Nearly 100 homeowners filled about half the cafeteria at D’Evelyn High last week to hear from Pittman and Gardiner Hammond, vice president of Landmark Property Group. The developer was required by the county to hold a public meeting prior to submitting an application to rezone the land.
Pittman said the developer plans a mix of retail, residential, office and open space to make a “more vibrant community that doesn’t feel like a vacant area part of the time.”
“Why is the assumption that we don’t want quiet anymore? That we don’t want open space anymore?” asked Joseph Youmans, a nearby homeowner.
Pittman told him the conversation about open space versus development was over, because the land today is zoned as commercial, and mixed use would be best for the community and the developer.

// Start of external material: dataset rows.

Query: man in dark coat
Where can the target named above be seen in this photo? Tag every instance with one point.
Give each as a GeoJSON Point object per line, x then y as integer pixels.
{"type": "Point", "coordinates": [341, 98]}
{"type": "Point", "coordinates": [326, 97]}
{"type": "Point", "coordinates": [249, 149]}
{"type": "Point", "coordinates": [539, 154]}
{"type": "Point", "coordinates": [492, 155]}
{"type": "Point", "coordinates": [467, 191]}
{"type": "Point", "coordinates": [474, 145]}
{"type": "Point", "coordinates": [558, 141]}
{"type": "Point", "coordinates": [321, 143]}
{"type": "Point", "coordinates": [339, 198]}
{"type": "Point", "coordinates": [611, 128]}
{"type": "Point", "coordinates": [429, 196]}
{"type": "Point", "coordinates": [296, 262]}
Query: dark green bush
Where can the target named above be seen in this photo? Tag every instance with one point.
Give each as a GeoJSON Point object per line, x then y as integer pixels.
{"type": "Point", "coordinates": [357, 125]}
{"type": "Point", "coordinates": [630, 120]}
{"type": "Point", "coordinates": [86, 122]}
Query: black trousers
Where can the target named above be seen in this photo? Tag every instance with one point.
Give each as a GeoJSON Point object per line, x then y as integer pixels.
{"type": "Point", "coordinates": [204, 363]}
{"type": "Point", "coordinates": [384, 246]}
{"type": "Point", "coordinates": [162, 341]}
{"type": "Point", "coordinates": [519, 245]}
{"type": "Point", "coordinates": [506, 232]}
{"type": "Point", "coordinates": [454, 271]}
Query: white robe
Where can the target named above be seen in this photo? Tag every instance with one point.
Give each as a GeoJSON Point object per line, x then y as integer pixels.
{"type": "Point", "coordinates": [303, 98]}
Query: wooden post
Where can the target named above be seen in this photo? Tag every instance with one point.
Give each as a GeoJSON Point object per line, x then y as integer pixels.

“Mixed use is not what we want,” one woman shouted from the audience. “It’s what you guys want.”
Fehringer Ranch is designated as an activity center, according to the South Jefferson County Community Plan. An activity center is designed to increase the non-residential portion of the county’s real estate tax base with a focus on higher-wage employment opportunities and to provide areas for support services and higher-density housing.
Landmark wants to change that plan by asking for a rezoning of 31 acres of open space and a change from commercial land to single-family homes. A pre-application review conducted by the Jeffco Planning and Zoning Department in November 2007 did not support Landmark’s plan as submitted.
“Based on that very preliminary submittal, our response was, not only do we have concerns about the community plan, also the criteria for rezoning land that’s labeled as open space within a planned development,” said Nancy York, a planner with the county. “Approximately 31 acres of that is considered open space, so rezoning that to a different classification, they have to meet specific criteria, and staff didn’t feel they were meeting that.”
Landmark did modify its plan for the southwestern-most chunk of the land that sits between U.S. 285, West Quincy Avenue and Simms Street, York said. Landmark now has that land listed as office flexible/open space, and proposes to build sports fields on adjacent land and maintain them.
Hammond told the crowd that the development group has not made any formal applications, and none of the plans are “cast into concrete,” and that “we may well go back and look at things differently.” He guessed that the company is 90 to 120 days from submitting any formal applications. Pittman said construction could begin in two years.
The vast majority of the crowd was hostile to Landmark’s proposal, citing concerns about their property values, views of the mountains and downtown Denver, and about making the community busier.
Still, a few supported the project, including a man who approached Hammond after the meeting and said, “This project is a good thing. People just don’t understand.”